Prenons un autre exemple, plus trouble et troublant encore : La casa de papel. Si ce thriller à grosses ficelles hollywoodiennes s’est fait connaître sous son titre original en France, c’est par son appellation anglaise (Money Heist) qu’on le retrouve sur la page Wikipédia des programmes originaux de Netflix. Plus précisément, dans le tableau des séries dont Netflix possède les droits de « distribution internationale exclusive » – ce qui fait sens dans la mesure où La casa de papel a d’abord été une série originale d’Antena 3, diffusée en deux parties sur la chaîne privée espagnole, avant d’être reprise, rééditée et « rediffusée » par Netflix sous la forme d’une paire de saisons de 13 et 9 épisodes respectifs. Cependant, on constate que le nom anglais de la série figure également dans un autre tableau, celui des « Continuations à venir » de Netflix, signe que le simple distributeur d’hier n’a pu résister à la tentation de commander et de produire individuellement une nouvelle saison (sans Antena 3, donc). L’objectif : surfer sans détour sur le succès international de la série, quitte à afficher clairement l’opportunisme d’une telle opération. Nous voici donc face à un nouveau cas de série créée et lancée à l’étranger par une chaîne de télévision linéaire, avant d’être littéralement « absorbée » par Netflix qui n’a pas tardé à user de sa force de frappe promotionnelle pour convaincre ses abonnés du monde entier que, oui, La casa de papel (ou Money Heist, quel que soit le nom qu’on lui donne) est bien une « série originale Netflix ». Sorti du cercle des initiés, un sondage national ne manquerait d’ailleurs sans doute pas de montrer que la plupart des spectateurs français sont persuadés que celle-ci est en effet une création interne de Netflix. Si l’on ajoute que, une fois ses droits rachetés en espèces sonnantes et trébuchantes à son diffuseur original la série se retrouve enfermée dans un catalogue dont elle ne risque pas de sortir de sitôt, il est permis de s’attendre à ce qu’une telle croyance continue de rallier des adeptes dans les années à venir [2]. Tant que Netflix paie au comptant, tout le monde est content.
Des séries mondial(isé)es
Ce qui me ramène à ma question initiale : c’est quoi, une « série Netflix » ? Si l’on en croit d’innombrables articles de presse aussi généreux en raccourcis qu’avares en fact-checking, Black Mirror et La casa de papel sont sans conteste des productions de l’écurie Netflix. Une conclusion hâtive que l’on peut interpréter de deux manières : d’une part, la confusion entre contenu et contenant est un mal endémique contre lequel il semble de plus en plus difficile de lutter à l’ère des réseaux sociaux et du matraquage promotionnel qui s’en sert comme d’une nouvelle arme de communication massive ; d’autre part, la série télévisée tend de plus en plus à se « mondialiser » sous l’influence des plateformes de SVOD, non pas en ce qu’elle parvient à toucher des marchés internationaux (elle le faisait déjà il y a trente ans), mais en ce qu’elle vise en amont un public global synonyme d’accroissement accéléré du nombre d’abonnés.

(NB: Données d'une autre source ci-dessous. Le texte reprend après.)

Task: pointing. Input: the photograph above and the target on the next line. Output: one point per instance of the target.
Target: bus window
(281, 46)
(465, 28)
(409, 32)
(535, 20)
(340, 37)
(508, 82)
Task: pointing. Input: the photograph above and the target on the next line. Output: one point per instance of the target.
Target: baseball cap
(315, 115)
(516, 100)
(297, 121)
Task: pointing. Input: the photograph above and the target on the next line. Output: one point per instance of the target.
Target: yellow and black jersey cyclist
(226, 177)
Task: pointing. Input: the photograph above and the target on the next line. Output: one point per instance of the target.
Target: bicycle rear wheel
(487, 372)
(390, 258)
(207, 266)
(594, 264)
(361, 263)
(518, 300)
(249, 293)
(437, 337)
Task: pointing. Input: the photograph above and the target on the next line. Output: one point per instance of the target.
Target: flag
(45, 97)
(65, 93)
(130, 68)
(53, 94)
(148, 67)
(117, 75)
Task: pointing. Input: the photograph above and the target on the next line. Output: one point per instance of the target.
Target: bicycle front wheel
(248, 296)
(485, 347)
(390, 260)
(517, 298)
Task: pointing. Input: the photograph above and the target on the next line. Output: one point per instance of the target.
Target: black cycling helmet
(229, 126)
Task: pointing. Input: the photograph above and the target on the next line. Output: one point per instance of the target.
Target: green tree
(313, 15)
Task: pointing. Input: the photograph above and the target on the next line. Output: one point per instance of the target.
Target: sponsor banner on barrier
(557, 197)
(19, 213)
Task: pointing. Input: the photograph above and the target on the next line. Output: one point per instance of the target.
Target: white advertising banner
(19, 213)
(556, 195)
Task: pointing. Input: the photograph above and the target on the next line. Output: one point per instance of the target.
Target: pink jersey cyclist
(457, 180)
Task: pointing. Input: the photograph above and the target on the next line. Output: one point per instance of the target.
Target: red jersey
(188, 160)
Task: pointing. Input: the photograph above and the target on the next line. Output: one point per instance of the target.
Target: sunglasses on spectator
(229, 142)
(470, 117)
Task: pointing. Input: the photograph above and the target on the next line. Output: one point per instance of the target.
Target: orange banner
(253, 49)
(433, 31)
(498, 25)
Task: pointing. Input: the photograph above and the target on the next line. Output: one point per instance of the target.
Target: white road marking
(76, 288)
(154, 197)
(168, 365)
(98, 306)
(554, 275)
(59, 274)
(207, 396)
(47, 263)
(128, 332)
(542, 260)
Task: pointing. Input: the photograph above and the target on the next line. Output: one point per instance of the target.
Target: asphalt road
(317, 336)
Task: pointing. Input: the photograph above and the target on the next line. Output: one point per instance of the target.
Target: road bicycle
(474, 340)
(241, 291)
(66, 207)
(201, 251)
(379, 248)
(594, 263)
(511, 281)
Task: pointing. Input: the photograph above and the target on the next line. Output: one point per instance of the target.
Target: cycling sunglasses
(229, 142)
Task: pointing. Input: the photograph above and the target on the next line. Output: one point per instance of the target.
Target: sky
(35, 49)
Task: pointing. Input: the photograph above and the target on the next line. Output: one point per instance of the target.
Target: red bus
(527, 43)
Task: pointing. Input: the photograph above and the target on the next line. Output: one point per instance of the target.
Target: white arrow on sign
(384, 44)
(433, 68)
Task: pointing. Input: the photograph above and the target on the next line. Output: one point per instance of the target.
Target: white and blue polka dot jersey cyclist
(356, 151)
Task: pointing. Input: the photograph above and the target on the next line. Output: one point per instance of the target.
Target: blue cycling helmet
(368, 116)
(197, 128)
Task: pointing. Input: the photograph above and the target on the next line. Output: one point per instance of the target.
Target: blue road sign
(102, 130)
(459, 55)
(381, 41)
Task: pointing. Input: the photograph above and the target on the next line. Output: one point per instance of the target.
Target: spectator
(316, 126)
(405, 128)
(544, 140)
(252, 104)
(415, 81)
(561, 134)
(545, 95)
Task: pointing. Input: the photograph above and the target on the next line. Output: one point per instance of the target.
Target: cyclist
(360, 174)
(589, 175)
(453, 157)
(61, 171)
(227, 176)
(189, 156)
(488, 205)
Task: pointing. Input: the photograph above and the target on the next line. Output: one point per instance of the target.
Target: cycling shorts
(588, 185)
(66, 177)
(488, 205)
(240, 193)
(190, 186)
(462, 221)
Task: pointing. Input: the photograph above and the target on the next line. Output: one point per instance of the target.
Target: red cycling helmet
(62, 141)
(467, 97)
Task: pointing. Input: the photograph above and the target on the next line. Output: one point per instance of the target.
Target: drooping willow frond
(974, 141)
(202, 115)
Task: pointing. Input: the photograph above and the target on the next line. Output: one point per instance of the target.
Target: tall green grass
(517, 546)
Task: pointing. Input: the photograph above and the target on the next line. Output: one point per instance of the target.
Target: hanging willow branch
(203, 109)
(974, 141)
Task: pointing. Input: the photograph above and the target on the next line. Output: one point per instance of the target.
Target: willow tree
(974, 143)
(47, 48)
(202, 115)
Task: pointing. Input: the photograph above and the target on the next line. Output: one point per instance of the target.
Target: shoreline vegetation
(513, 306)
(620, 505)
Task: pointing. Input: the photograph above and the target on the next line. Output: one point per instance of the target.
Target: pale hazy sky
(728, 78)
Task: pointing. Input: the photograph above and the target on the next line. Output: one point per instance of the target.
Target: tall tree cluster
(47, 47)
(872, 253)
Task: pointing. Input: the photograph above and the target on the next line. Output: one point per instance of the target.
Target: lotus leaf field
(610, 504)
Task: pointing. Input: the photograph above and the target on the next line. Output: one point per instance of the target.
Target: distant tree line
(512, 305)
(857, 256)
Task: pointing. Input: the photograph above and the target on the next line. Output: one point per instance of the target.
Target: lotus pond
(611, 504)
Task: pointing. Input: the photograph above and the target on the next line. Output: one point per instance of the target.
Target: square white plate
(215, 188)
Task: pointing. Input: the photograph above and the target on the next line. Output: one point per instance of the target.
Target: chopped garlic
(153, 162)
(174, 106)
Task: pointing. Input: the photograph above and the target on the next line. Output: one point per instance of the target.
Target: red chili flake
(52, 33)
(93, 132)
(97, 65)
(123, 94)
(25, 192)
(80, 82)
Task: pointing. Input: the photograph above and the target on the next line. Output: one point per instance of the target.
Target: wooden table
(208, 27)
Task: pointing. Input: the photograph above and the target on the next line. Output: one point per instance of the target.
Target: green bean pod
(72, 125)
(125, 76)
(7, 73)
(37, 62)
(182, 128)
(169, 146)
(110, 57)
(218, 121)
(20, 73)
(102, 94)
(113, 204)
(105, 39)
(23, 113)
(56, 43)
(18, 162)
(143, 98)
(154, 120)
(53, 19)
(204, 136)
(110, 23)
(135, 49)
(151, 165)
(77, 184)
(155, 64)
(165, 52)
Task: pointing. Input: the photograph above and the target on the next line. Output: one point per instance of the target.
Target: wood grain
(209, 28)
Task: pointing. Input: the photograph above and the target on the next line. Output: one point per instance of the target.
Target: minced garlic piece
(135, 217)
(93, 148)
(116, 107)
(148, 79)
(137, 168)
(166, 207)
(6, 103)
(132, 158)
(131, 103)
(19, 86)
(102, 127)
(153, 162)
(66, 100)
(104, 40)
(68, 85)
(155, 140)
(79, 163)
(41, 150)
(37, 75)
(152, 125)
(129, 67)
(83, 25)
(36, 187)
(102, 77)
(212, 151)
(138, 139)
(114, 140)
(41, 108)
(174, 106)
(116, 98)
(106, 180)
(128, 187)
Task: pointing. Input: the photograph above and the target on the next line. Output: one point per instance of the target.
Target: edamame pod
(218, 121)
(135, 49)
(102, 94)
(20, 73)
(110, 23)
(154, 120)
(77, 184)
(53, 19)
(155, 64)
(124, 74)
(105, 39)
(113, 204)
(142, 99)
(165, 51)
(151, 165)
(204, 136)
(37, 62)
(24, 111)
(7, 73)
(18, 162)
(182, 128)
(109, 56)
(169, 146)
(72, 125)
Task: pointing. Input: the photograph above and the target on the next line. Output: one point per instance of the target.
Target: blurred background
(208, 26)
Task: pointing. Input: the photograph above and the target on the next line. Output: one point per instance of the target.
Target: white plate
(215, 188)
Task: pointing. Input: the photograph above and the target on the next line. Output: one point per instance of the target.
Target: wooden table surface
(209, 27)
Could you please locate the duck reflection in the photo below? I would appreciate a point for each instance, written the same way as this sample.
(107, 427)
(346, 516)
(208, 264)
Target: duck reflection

Contrairement aux objectifs affichés avec insistance par les dirigeants de Netflix ou d’Amazon, les séries non américaines que l’on voit aujourd’hui fleurir et circuler sur les plateformes de SVOD se révèlent en effet (à quelques exceptions près) plus globales que locales, à rebours des stratégies « glocales » adoptées par le Danemark, la Suède, la Norvège, la Belgique, Israël ou, dans une certaine mesure, la France au cours de la dernière décennie. Une série turque comme The Protector, par exemple, est typique de cet universalisme politiquement correct qui s’emploie à cacher son refus de tout particularisme derrière le paravent d’une prétendue « ouverture au monde » (comme si la différence ne pouvait plus participer de la richesse et de la complexité de l’espèce humaine). Lancée en décembre 2018 par Netflix, cette série de super-héros reprend tant de codes du genre qu’il est difficile d’en voir autre chose qu’une énième resucée, le lieu de tournage (Istanbul) et la nationalité des acteurs constituant les seules différences notables vis-à-vis d’un « moule » dans lequel il n’y a plus qu’à se couler. Rien à voir, à titre de comparaison, avec la manière dont Bruno Dumont a pu se réapproprier les codes du polar dans P’tit Quinquin…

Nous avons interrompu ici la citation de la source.